Goldman CEO Lloyd Blankfein announced details of the company's latest hiring plans to employees at a town hall meeting in Salt Lake City Tuesday. The increase would bring Goldman's workforce in the city to 1,600, Blankfein was quoted as saying by a Goldman staffer who was present, Reuters reported. The person asked not to be identified because he was not authorized to speak to the media.

Blankfein, 57, was in Salt Lake City to meet with Herbert and Mayor Ralph Becker, and also to make his first visit to Goldman's downtown office at 222 S. Main St.

Goldman's New York-based spokesman David Wells confirmed Blankfein's visit but could not verify the employment figures because he wasn't at the meeting.

"We're proud to be a part of the growing and vibrant Utah business community," Wells said.

Goldman first opened a Utah office in 2000, but has been expanding rapidly after being offered multimillion-dollar tax-break deals with the state in 2007 and 2009.
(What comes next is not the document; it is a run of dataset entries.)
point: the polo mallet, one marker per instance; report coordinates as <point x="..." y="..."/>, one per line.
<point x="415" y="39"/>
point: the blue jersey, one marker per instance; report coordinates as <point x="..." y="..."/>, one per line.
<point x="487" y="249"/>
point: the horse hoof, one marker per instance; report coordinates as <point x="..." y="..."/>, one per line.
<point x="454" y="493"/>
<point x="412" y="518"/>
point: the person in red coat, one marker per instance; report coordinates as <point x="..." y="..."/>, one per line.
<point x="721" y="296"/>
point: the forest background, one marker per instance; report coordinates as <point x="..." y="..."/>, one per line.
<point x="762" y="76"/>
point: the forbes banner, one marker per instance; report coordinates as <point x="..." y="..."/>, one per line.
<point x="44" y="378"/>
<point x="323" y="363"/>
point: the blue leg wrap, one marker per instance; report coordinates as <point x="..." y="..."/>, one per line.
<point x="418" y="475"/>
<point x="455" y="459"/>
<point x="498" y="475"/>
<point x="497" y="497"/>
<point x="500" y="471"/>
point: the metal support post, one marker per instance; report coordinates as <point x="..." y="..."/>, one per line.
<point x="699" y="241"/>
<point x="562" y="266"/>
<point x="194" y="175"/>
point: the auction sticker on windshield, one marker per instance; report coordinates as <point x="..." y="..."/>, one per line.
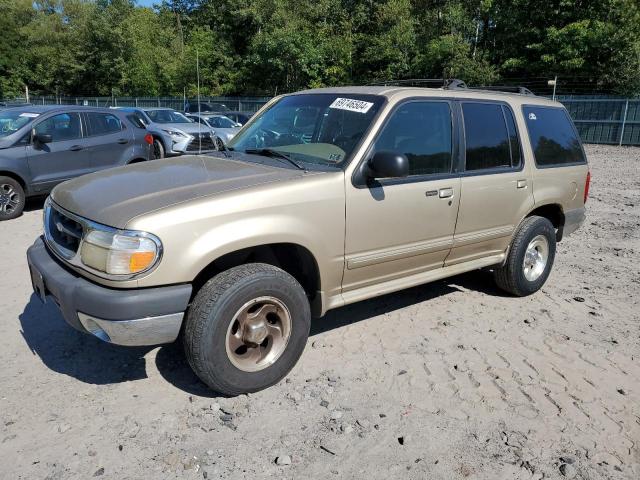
<point x="352" y="105"/>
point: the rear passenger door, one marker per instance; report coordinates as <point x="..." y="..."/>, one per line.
<point x="110" y="141"/>
<point x="401" y="227"/>
<point x="65" y="157"/>
<point x="495" y="184"/>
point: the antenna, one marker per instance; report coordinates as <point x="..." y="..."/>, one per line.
<point x="198" y="92"/>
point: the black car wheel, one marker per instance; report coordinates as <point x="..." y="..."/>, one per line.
<point x="11" y="198"/>
<point x="246" y="328"/>
<point x="530" y="258"/>
<point x="158" y="149"/>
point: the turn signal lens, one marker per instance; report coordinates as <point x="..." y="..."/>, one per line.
<point x="140" y="261"/>
<point x="118" y="252"/>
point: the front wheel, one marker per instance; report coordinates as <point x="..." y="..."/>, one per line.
<point x="530" y="258"/>
<point x="158" y="149"/>
<point x="12" y="198"/>
<point x="247" y="328"/>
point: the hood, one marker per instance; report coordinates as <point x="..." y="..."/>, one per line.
<point x="115" y="196"/>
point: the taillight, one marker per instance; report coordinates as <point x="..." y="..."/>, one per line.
<point x="587" y="182"/>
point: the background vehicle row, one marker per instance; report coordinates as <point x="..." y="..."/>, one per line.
<point x="41" y="146"/>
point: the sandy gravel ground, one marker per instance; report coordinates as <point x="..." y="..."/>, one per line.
<point x="445" y="381"/>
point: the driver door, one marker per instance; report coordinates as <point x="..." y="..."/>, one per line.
<point x="401" y="227"/>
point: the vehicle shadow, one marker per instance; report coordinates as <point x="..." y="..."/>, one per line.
<point x="34" y="203"/>
<point x="67" y="351"/>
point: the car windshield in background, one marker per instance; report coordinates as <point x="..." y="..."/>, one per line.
<point x="221" y="122"/>
<point x="12" y="121"/>
<point x="316" y="128"/>
<point x="166" y="116"/>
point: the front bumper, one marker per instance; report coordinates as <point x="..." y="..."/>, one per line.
<point x="145" y="316"/>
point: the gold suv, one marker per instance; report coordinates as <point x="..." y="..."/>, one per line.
<point x="325" y="198"/>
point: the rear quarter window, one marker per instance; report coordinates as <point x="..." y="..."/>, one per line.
<point x="554" y="139"/>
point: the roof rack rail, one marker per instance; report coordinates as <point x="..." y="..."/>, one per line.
<point x="445" y="83"/>
<point x="505" y="88"/>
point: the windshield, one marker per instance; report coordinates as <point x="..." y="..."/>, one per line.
<point x="317" y="128"/>
<point x="11" y="121"/>
<point x="221" y="122"/>
<point x="166" y="116"/>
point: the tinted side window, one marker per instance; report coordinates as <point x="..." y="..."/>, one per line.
<point x="486" y="136"/>
<point x="553" y="138"/>
<point x="64" y="126"/>
<point x="514" y="141"/>
<point x="136" y="120"/>
<point x="422" y="132"/>
<point x="103" y="123"/>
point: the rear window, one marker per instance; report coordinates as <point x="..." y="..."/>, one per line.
<point x="554" y="140"/>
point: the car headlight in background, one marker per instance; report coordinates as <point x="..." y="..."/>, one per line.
<point x="120" y="252"/>
<point x="175" y="133"/>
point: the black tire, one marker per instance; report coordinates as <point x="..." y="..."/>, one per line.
<point x="12" y="198"/>
<point x="158" y="149"/>
<point x="511" y="276"/>
<point x="212" y="311"/>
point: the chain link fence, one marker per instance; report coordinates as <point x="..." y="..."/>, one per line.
<point x="242" y="104"/>
<point x="599" y="119"/>
<point x="613" y="121"/>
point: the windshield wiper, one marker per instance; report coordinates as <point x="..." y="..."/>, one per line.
<point x="269" y="152"/>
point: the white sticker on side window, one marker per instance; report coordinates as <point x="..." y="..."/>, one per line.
<point x="351" y="105"/>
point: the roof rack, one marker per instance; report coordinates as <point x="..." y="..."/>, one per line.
<point x="451" y="84"/>
<point x="505" y="88"/>
<point x="445" y="83"/>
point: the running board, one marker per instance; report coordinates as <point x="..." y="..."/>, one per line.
<point x="412" y="280"/>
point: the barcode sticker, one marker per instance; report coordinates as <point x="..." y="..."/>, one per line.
<point x="351" y="105"/>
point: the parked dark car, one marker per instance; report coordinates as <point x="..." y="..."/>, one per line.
<point x="192" y="107"/>
<point x="238" y="117"/>
<point x="41" y="146"/>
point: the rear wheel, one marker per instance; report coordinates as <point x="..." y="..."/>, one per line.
<point x="158" y="149"/>
<point x="12" y="198"/>
<point x="246" y="328"/>
<point x="530" y="258"/>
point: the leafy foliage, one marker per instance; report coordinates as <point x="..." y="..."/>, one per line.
<point x="107" y="47"/>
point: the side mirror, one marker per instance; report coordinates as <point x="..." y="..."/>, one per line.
<point x="388" y="165"/>
<point x="42" y="138"/>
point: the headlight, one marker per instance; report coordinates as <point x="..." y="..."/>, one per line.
<point x="120" y="252"/>
<point x="175" y="133"/>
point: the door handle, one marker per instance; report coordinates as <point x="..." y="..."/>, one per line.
<point x="445" y="193"/>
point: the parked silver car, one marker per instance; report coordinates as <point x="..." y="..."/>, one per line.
<point x="173" y="133"/>
<point x="222" y="126"/>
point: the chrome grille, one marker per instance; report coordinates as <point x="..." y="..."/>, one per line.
<point x="62" y="232"/>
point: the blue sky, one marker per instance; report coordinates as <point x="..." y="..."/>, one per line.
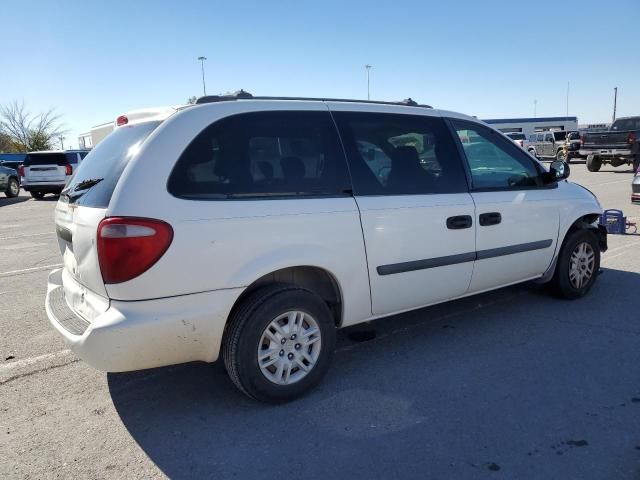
<point x="94" y="60"/>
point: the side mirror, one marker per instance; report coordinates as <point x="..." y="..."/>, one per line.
<point x="559" y="170"/>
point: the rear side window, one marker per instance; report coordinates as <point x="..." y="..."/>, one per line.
<point x="391" y="154"/>
<point x="263" y="154"/>
<point x="104" y="165"/>
<point x="35" y="159"/>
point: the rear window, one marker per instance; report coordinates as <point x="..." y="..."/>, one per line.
<point x="516" y="136"/>
<point x="263" y="154"/>
<point x="34" y="159"/>
<point x="105" y="163"/>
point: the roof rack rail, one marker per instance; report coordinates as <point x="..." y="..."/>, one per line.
<point x="243" y="95"/>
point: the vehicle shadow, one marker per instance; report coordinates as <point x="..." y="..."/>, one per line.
<point x="403" y="404"/>
<point x="4" y="202"/>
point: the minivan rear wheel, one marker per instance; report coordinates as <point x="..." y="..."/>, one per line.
<point x="279" y="343"/>
<point x="578" y="265"/>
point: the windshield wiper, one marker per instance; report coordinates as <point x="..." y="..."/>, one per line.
<point x="86" y="184"/>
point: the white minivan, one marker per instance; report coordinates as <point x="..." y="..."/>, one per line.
<point x="252" y="228"/>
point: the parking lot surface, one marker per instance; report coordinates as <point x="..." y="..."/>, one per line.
<point x="509" y="384"/>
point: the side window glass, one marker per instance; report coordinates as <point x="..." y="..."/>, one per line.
<point x="392" y="154"/>
<point x="261" y="154"/>
<point x="494" y="162"/>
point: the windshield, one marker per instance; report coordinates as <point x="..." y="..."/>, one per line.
<point x="560" y="135"/>
<point x="45" y="159"/>
<point x="98" y="174"/>
<point x="626" y="124"/>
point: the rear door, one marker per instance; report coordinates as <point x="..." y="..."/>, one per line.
<point x="83" y="204"/>
<point x="516" y="215"/>
<point x="415" y="209"/>
<point x="45" y="167"/>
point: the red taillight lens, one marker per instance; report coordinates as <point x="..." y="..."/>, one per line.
<point x="128" y="247"/>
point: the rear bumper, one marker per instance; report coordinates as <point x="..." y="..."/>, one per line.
<point x="143" y="334"/>
<point x="44" y="187"/>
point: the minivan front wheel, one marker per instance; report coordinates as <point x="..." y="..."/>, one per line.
<point x="578" y="265"/>
<point x="279" y="343"/>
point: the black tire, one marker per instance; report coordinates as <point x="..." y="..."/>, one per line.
<point x="594" y="163"/>
<point x="13" y="188"/>
<point x="561" y="284"/>
<point x="248" y="323"/>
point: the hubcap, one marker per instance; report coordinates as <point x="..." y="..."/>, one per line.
<point x="289" y="348"/>
<point x="581" y="265"/>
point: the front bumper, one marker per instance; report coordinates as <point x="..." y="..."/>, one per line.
<point x="607" y="152"/>
<point x="143" y="334"/>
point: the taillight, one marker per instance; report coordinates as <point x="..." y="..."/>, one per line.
<point x="129" y="246"/>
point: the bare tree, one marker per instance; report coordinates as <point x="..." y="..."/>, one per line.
<point x="30" y="132"/>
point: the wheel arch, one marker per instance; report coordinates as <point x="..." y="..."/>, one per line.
<point x="317" y="279"/>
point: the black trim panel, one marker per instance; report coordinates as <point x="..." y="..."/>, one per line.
<point x="511" y="249"/>
<point x="461" y="258"/>
<point x="427" y="263"/>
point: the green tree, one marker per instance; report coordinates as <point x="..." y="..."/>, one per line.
<point x="29" y="132"/>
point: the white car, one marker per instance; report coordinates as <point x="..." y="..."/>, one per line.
<point x="49" y="171"/>
<point x="251" y="229"/>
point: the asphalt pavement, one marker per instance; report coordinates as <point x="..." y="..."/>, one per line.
<point x="508" y="384"/>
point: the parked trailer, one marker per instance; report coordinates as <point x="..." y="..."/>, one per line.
<point x="529" y="126"/>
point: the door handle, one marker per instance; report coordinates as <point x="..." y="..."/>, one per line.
<point x="490" y="218"/>
<point x="459" y="222"/>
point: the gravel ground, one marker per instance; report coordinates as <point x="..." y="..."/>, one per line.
<point x="510" y="384"/>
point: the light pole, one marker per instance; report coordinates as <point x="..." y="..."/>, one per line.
<point x="204" y="87"/>
<point x="368" y="69"/>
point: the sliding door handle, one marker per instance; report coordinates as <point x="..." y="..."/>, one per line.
<point x="459" y="222"/>
<point x="490" y="218"/>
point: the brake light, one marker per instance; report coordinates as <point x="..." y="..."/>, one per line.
<point x="129" y="246"/>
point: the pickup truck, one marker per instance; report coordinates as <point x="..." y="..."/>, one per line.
<point x="617" y="146"/>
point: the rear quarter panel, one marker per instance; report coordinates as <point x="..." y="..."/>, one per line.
<point x="221" y="244"/>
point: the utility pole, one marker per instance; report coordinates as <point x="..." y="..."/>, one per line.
<point x="204" y="87"/>
<point x="368" y="68"/>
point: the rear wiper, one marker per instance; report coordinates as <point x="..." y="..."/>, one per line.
<point x="86" y="184"/>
With incentive packages offered in both years, Goldman is set to receive as much as a $47.3 million break over a 20-year period in the form of a tax rebate, according to Michael Sullivan, a spokesman for the Governor's Office of Economic Development.

"They've begun using that incentive. It's [granted] post-performance. They make the moves. They hire employees. They pay a corporate payroll and sales taxes," Sullivan said. "It's proportional to what they invest. The credit is issued every year that they earn it."

In exchange for the incentive, the bank agreed to maintain at least 1,065 employees in Salt Lake City and pay them at least 150 percent of the average local county wage. Many of the new jobs will be assigned to Goldman's investment management business and back-office functions such as accounting, Wells said.

The average Salt Lake County salary is about $65,000 a year, though the state says Goldman pays local employees $80,000 a year, on average. That figure is still a fraction of the $432,001 annual salary the average Goldman worker brought home across its entire operation since 2009. Still, if Goldman's Utah employment rises to 1,600, its annual payroll will be about $128 million.

Salt Lake City is one of the few areas where Goldman has been expanding staff levels recently. Wells would not say whether the company has plans to add more employees in Utah.

"We don't set targets," he said.

The bank cut 2,400 jobs in 2011 as volatile market conditions and new regulations crimped profits. But it has hired hundreds of employees in Utah, where it had about 700 workers before the tax agreements.

Goldman employs 33,300 people worldwide.